Because the 20 acres at Ten X are located on private property and the town does not intend to improve the existing dirt road or apply for easements for utility or electrical lines, Tusayan doesn't need easements from the Forest Service.
"Because of the quality of the road - it is not a paved road, but it's a decent road...we can use (it) without any approval from the Forest Service and we can build homes off the grid," Sanderson said. "In other words, they'll have to haul their water and use alternatives for electricity and propane for back up."
Sanderson said the town does plan to make the off the grid housing as comfortable and convenient as possible and said the town is considering options for providing utilities for the property.

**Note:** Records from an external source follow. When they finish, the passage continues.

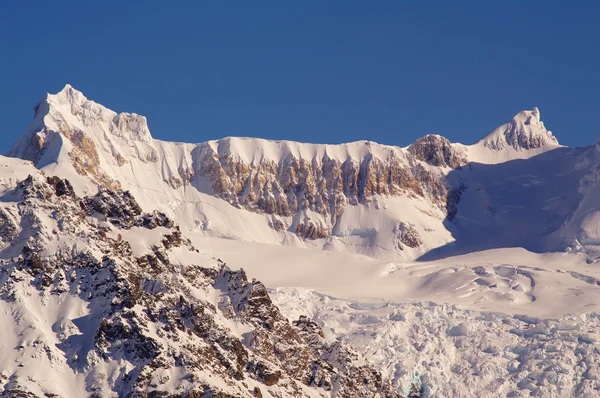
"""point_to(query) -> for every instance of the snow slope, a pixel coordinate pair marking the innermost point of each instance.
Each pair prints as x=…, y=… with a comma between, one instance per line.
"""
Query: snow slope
x=360, y=196
x=467, y=270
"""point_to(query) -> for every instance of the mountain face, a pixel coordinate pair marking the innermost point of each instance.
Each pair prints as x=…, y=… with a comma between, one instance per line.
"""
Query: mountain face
x=103, y=294
x=101, y=299
x=356, y=197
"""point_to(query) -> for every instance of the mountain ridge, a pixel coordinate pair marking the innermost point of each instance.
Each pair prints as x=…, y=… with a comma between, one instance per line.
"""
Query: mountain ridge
x=360, y=196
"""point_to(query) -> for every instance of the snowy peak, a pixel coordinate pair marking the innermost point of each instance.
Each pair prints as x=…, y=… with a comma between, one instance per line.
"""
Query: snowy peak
x=524, y=132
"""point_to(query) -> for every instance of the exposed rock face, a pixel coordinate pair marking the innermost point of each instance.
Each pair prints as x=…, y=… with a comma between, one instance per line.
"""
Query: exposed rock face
x=325, y=186
x=407, y=235
x=437, y=151
x=152, y=320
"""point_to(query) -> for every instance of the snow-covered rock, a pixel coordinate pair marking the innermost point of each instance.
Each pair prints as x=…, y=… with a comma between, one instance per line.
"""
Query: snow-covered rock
x=86, y=311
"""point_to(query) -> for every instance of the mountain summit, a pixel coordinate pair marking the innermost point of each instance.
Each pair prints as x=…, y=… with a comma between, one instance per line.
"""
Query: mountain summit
x=363, y=197
x=525, y=131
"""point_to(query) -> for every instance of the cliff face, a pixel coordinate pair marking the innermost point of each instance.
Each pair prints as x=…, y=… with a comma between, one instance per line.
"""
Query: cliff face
x=325, y=186
x=342, y=197
x=127, y=320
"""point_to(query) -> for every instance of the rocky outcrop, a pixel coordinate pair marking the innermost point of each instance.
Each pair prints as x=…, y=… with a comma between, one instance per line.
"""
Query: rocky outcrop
x=524, y=132
x=324, y=185
x=153, y=320
x=437, y=151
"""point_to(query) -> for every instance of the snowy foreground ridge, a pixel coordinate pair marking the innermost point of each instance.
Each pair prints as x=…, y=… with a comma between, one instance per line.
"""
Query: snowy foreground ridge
x=435, y=270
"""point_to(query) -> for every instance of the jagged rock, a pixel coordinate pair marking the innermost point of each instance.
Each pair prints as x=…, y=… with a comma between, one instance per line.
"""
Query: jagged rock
x=62, y=187
x=149, y=316
x=407, y=234
x=437, y=151
x=311, y=231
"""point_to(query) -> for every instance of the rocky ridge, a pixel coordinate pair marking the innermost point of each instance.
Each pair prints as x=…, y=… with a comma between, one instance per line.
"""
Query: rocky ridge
x=140, y=324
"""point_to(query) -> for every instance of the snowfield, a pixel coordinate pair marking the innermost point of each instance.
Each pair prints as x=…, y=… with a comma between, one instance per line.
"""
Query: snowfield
x=433, y=270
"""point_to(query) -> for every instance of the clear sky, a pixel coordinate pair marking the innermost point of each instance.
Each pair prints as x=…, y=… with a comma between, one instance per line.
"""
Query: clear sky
x=312, y=71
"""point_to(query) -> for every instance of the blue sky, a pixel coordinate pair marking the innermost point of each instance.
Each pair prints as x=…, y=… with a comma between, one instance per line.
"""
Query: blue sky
x=310, y=71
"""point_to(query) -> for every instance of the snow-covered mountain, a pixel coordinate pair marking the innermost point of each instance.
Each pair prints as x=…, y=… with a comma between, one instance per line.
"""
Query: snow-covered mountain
x=112, y=284
x=100, y=299
x=363, y=197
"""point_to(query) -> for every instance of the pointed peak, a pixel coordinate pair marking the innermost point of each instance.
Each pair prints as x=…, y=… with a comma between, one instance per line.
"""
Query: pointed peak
x=68, y=95
x=523, y=132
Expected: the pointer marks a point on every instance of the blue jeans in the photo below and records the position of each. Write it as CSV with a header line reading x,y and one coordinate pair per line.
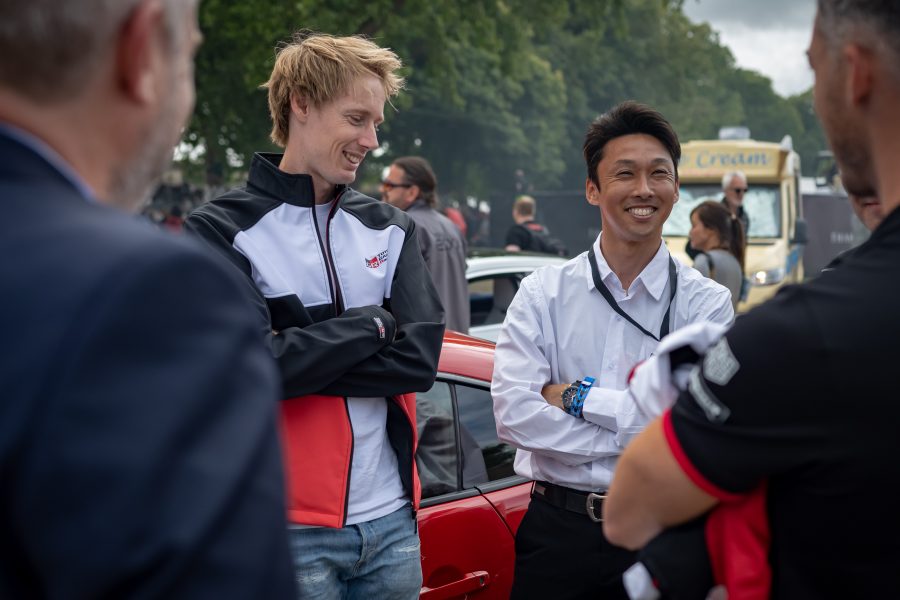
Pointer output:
x,y
377,559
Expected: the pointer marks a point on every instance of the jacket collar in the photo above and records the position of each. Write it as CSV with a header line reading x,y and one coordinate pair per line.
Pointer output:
x,y
291,188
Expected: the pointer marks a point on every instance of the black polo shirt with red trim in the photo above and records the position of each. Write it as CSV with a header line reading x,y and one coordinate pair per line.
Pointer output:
x,y
803,393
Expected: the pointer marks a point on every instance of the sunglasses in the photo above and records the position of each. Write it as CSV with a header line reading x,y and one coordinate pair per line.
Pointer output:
x,y
389,185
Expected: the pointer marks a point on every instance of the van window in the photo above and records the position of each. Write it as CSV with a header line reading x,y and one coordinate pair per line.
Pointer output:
x,y
762,203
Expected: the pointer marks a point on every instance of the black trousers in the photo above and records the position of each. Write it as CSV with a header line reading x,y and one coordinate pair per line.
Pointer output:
x,y
561,554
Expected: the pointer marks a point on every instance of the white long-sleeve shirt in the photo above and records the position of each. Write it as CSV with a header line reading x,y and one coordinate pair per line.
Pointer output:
x,y
559,329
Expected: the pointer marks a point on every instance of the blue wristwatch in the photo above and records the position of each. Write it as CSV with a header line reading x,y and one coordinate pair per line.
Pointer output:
x,y
573,397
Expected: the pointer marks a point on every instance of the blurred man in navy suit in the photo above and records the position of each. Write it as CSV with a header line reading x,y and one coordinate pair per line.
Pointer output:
x,y
138,447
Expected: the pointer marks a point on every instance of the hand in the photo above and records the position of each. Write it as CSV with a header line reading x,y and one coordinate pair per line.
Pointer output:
x,y
553,394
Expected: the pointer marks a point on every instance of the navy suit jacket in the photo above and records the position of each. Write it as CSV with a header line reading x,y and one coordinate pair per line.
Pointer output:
x,y
138,448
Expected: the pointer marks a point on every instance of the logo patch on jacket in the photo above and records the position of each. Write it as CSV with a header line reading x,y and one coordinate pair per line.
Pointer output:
x,y
377,260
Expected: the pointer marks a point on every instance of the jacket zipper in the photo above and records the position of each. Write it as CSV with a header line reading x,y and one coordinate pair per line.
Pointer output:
x,y
338,303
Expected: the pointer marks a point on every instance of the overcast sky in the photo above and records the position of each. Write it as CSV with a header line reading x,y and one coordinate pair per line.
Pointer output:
x,y
768,36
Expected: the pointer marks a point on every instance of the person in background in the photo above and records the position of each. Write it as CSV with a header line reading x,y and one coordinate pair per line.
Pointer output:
x,y
791,401
734,189
718,237
347,307
411,186
139,455
526,234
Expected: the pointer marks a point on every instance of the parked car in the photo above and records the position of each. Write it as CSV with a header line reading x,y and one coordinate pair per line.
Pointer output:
x,y
472,501
494,277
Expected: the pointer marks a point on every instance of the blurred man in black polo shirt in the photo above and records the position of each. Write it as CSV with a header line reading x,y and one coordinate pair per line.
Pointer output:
x,y
793,397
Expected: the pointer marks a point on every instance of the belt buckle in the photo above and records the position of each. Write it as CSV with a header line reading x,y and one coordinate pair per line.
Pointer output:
x,y
589,504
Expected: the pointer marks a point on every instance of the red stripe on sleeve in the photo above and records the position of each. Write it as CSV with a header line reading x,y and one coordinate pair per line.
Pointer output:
x,y
689,469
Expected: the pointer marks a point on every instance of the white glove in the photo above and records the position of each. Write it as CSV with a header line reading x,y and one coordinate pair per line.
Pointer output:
x,y
653,386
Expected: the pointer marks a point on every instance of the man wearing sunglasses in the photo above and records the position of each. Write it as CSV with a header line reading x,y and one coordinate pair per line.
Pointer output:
x,y
411,186
734,185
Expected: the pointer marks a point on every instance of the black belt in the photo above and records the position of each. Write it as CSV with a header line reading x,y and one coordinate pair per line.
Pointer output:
x,y
577,501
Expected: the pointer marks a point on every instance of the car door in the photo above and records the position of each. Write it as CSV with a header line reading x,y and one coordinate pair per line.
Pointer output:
x,y
472,501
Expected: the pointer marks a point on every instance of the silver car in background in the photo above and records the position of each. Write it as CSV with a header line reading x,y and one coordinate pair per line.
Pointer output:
x,y
494,277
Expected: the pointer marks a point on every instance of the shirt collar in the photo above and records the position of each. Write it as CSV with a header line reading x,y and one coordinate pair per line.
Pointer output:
x,y
653,277
292,188
51,156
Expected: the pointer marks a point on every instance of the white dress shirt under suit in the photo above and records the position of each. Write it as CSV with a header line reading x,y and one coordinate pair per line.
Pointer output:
x,y
559,329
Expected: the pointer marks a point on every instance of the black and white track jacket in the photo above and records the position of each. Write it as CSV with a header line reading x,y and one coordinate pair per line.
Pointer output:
x,y
353,314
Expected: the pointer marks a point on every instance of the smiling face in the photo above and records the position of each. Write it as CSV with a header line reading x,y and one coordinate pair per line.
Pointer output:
x,y
637,190
330,141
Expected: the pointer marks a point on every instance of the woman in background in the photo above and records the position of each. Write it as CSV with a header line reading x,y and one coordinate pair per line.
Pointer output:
x,y
721,241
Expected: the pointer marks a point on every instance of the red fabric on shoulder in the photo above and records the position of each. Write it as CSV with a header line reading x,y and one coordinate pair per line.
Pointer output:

During the special Tusayan council meeting, Clarinda Vail, a Tusayan resident and owner of Red Feather Lodge in Tusayan, questioned whether or not the town could commit future council members to possibly suing the Forest Service.
"I want to comment that this commits the town to appealing a Forest Service rejection no matter the grounds for that rejection, even if it wasn't caused by the town, even if it was caused by Stilo," Vail said. "The town will be contracting away its legislative discretion on whether or not to pursue legal action without any conditioning on the purpose or reasoning. To me this is bad policy for a public entity. I'm not even sure if you can commit the future board to that. If this provision were in place before the last Forest Service rejection the town would be stuck in litigation today, regardless if it was your fault or not."
Sanderson said he appreciated Vail's comments and said her concerns were legitimate, however, the town recognizes what they are committing to in this agreement.
"Obviously what is not shown in the second amendment is the intent, when we had our negotiations with the developer, in making it clear that our relationship as a town with the Forest Service is paramount," he said. "We would not want to do anything but (have) a positive relationship with them. We would want to give it every opportunity before we (would go) forward with litigation."
According to Sanderson, one reason the town wanted to get the agreement passed immediately was because of the possibility of President Barack Obama using the Antiquities Act to designate a proposed 1.7 million acres of the Grand Canyon Watershed as a National Monument. If that happens, Sanderson said it could be difficult to know how the designation would affect future development on the property.
"We are going to do what we can now... before that happens," he said.
On May 5, council members passed a housing authority guideline to determine who meets the requirements to apply for housing.
Sanderson said the next step will be preparing the land for development and going to the community to determine the interest and who qualifies for the housing.
"Twenty homes is a good start," Sanderson said. "It's something that we don't have today."